Vieram buscá-lo e perguntaram se se sentía bem. Um pouco fraco disse, a limpar a testa. Levaram-no até à cozinha do restaurante, serviram-lhe chá para a indisposição. Ele pediu um pouco de pão para acompanhar, se não fosse muito trabalho. De todo. Pão com manteiga, se faz favor.
 
 
 

Do outro lado é o mar

 
 



Às sete atrasadas saía e batía com a porta escapada da mão, carcaça mordida na boca, camisa desabotoada, gravata no bolso. Era sempre a descer e a escorregar até encontrar o outro que nos mesmos preparos e de cigarro nos beiços o espreitava das águas furtadas, de tronco a furar a pequena janela, quando a esquina se dobrava para mais uma descida íngreme em pequenos degraus polidos até se desprender em rua de cubos graniticos habituados à guarda montada.
O corte do assobio e a resposta, códigos.
As quatro pernas corríam desalmadas, as camisas como velas enfunadas e protegidas pelas laterais dos casacos, os sapatos ritmados no som ecoado do silêncio batido no solo e que desperta o inicio do dia.
Suados, vermelhos, ajeitaram calças e genitais, penduraram gravatas, alisaram a popa da moda, sentiram as moedas chocalhadas na poupança da corrida.
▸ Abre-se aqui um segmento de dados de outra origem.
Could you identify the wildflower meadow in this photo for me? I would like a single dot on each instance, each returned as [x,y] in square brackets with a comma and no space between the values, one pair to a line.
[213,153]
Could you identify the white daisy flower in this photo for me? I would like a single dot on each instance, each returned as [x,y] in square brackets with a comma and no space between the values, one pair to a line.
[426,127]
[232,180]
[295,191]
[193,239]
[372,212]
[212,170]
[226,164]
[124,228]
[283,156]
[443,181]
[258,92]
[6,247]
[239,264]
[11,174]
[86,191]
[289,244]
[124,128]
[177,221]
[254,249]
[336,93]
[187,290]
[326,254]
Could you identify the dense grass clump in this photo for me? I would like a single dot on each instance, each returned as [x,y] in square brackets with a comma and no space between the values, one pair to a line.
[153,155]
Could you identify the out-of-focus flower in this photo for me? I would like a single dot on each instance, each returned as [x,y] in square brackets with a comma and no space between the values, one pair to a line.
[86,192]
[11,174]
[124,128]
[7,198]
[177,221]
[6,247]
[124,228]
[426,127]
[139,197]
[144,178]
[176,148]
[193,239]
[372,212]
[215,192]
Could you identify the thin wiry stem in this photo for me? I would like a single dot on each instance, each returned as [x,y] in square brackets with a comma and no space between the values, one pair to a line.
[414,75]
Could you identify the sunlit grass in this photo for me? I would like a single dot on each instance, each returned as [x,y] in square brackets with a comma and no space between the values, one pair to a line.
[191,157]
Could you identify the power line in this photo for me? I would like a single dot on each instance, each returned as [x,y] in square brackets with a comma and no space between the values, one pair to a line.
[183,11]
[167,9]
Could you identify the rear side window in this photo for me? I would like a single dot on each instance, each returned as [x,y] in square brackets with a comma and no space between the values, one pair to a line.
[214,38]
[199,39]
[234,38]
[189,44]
Sábado havería lanche.
Entraram no barco, galgaram o lance de escadas, puseram-se à ré e ao fresco pendurados no varandim circundante, cumprimentaram o Mestre.
Na concha da mão protegeram o lume do fósforo e no consolo, expeliram fumo pelas ventas, olhos fechados, a mão a vaguear pelo rosto mal barbeado, o som do coração a escutar-se maior que as bombas do barco e todo aquele lençol de água a pedir companhia, um leito imenso.
- Ali é o mar.
- Onde?
- Ali.
- Um dia hei-de ir por ali, não hei-de vir a correr como um doido para me enfiar num barquito como este e só chegar aquele lado.
- Mas ali é o mar! E tu sabes bem o que isso é.
- Não falo desse mar, falo de outro.
- Pois eu falo do mar que leva os homens, falo da guerra, falo que quando voltam, quase sempre veem deitados e eu quero continuar a correr!
- Eu não. Eu quero ir por aquele mar que me há-de levar para um sitio diferente, quente, bonito, onde não tenha que correr nem usar gravata, nem morar num sitio onde tenho de andar dobrado.
- Pois sim, estou a ver que tens medo de perder comigo!
- Vai uma aposta?
- O que é que vale?
- O mar.
- Não, isso não.
- És um medroso. Do outro lado é o mar.
- Do outro lado do quê? Da nossa vida?
- Do nosso sonho.
- Não quero falar mais sobre estas coisas. Já chegámos.
- Encontramo-nos no regresso, até.
Na volta as sete eram esticadas em paragens de passos de tango, dois à frente rápidos, um lento, afasta à esquerda, gargalhada, repetição.
Mas só o ruído das sombras despegadas pelas solas no escorrer da penumbra, recordava o ciclo dos dias para quebrar a excepção dos anos. Houve tosse puxada para inicio de conversa. Medo também. E principalmente a vontade de não haver lugar para dizer fosse o que fosse.
- Não digas.
- Não disse nada.
- Não digas que me vais dizer que te vais embora.
- Não vou. Vou à procura do mar. Depois volto.
- Já disseste e eu pedi para não dizeres!
- Mas que dificil é falar contigo! Porque não vens comigo?!
- Porque eu não sou como tu. Eu tenho o rio.
- Eu preciso do mar, só assim saberei ver o rio.